When the third year head coach was asked how he gained the respect of players when he never played in the association, he cited four factors that should work for every person out there who aspires to coach a basketball team.

Competence. “It’s important to know the game inside and out so you can communicate that properly.”

Relentless work ethic. “It’s all in the details. The willingness to spend endless hours of watching videotape. Taking notes. Studying your team and everyone else. Working out.” Coach Spo’s responsibilities magnified ten times the moment he moved one set up from the assistant’s place on the bench.

Integrity. “A head coach has a combative relationship with the players. But it’s important that when you talk to them, you talk to them as men. If I ask a player to run through a banner, one might do it in a heartbeat while another will ask ‘why?’ You have to put it in a way where you’re firm and understood. In the same breath, if there’s something I don’t know, I will ask someone who knows rather than pretend I know all the answers.”

The ability to manage personalities. “Sports teams spend more time together than players do with their families. And that presents a coach with an opportunity to know and understand his players. Failure to do so can spell doom for any team. It’s learning to understand those personalities then massaging those personalities.” On days when a team wins or loses, Coach Spo stressed the importance of communicating whether via simple pat on the back, a nudge, a playful bump, or even a nod. “That says we’re still on the same page.”

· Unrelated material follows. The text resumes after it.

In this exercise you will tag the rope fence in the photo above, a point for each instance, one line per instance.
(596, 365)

The four factors help in Spoelstra’s being a head coach. But by the same token, the presence of Basketball Hall of Famer Bob McAdoo and former Heat player Keith Askins greatly helps Spoelstra and his staff.

McAdoo spent 11 years in the NBA before crossing the Atlantic to play seven years in Italy. And the three-time NBA scoring champion has been with the Heat for the last 11 years as well as an assistant coach.

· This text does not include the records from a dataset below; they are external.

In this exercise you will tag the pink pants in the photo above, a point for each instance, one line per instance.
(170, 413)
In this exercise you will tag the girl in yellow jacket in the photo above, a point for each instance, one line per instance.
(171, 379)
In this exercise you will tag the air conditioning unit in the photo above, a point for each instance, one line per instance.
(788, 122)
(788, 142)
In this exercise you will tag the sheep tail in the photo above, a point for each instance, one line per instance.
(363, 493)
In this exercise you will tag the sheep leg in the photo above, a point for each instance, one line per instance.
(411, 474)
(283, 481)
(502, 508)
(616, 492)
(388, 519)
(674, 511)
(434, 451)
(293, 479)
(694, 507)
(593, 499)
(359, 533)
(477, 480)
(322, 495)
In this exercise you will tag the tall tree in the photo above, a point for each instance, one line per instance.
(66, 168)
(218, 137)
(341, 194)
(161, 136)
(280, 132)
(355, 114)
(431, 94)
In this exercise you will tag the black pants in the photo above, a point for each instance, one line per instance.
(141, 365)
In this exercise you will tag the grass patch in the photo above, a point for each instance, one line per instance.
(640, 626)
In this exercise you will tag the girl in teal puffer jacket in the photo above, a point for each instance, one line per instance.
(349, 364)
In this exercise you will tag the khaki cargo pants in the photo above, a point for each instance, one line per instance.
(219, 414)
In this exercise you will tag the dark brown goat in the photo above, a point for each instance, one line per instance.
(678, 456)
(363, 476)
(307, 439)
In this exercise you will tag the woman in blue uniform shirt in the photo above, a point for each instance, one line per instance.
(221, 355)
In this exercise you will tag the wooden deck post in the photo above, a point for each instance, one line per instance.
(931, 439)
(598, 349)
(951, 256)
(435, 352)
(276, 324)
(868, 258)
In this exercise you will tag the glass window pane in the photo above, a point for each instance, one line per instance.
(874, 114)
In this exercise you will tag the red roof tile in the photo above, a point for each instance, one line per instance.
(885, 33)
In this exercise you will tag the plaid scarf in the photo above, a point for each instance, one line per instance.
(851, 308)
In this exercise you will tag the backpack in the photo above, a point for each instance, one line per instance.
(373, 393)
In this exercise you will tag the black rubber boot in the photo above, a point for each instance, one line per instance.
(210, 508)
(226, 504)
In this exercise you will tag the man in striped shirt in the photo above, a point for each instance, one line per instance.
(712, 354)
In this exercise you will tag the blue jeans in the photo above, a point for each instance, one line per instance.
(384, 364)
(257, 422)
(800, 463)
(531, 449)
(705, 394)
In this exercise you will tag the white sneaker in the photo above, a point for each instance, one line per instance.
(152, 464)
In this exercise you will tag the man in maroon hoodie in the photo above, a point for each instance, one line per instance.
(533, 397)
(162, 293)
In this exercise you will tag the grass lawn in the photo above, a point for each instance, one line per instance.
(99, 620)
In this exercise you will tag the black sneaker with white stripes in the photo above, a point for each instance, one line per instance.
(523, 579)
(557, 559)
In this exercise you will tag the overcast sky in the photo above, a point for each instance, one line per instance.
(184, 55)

Askins, a nine-year NBA vet spent his entire career with Miami after coming out of the University Alabama. As Spoelstra related, Askins wasn’t one of the big name players on the squad as he was a defensive specialist. But he scrapped every day for his spot on the roster. He joined the staff following his retirement in 1999 after the Heat waived him.

The two are just as vital in getting messages across the players.

“But what is being professional,” asked Spoelstra in summing up his clinic.

“It’s --- TIME,” enunciated the Portland-native. “It’s giving time. It’s being on time. It’s making time for everyone because it shows respect. In giving time, you communicate many things. And it’s being accountable for many things.”

“Communication is important at all times. There cannot be a complete separation between the players and the coach. There must be some form of contact with the team.”

“On the days when things get tough – and they do get tough – stay with the plan. We believed in the plan so it is important to stay the course because there will be breakthroughs.”

When I asked Coach Spo is he could see any breakthroughs in the current NBA lockout, he smiled. “Now that is why it is important to talk.”

Notes: While chatting with broadcast journalist TJ Manotoc at the NBA Fit Camp, he said that since he heard that hydration means taking sports drinks like Gatorade hours before the game and not just during or after the playing, he has stuck to the regimen. And it works, he said. The Miami Heat coaching staff has enjoyed coming to the Philippines in the past two years because of all their stops outside continental USA, the enthusiasm shown for hoops in the Philippines, is refreshing. When Coach Spo noted that none of his staff played in the NBA, I wanted to point out that Ateneo head coach Norman Black, who has been a part of the NBA Fit program and who sat beside all the Miami coaches, is an NBA veteran having played for the Detroit Pistons early in his hoops career.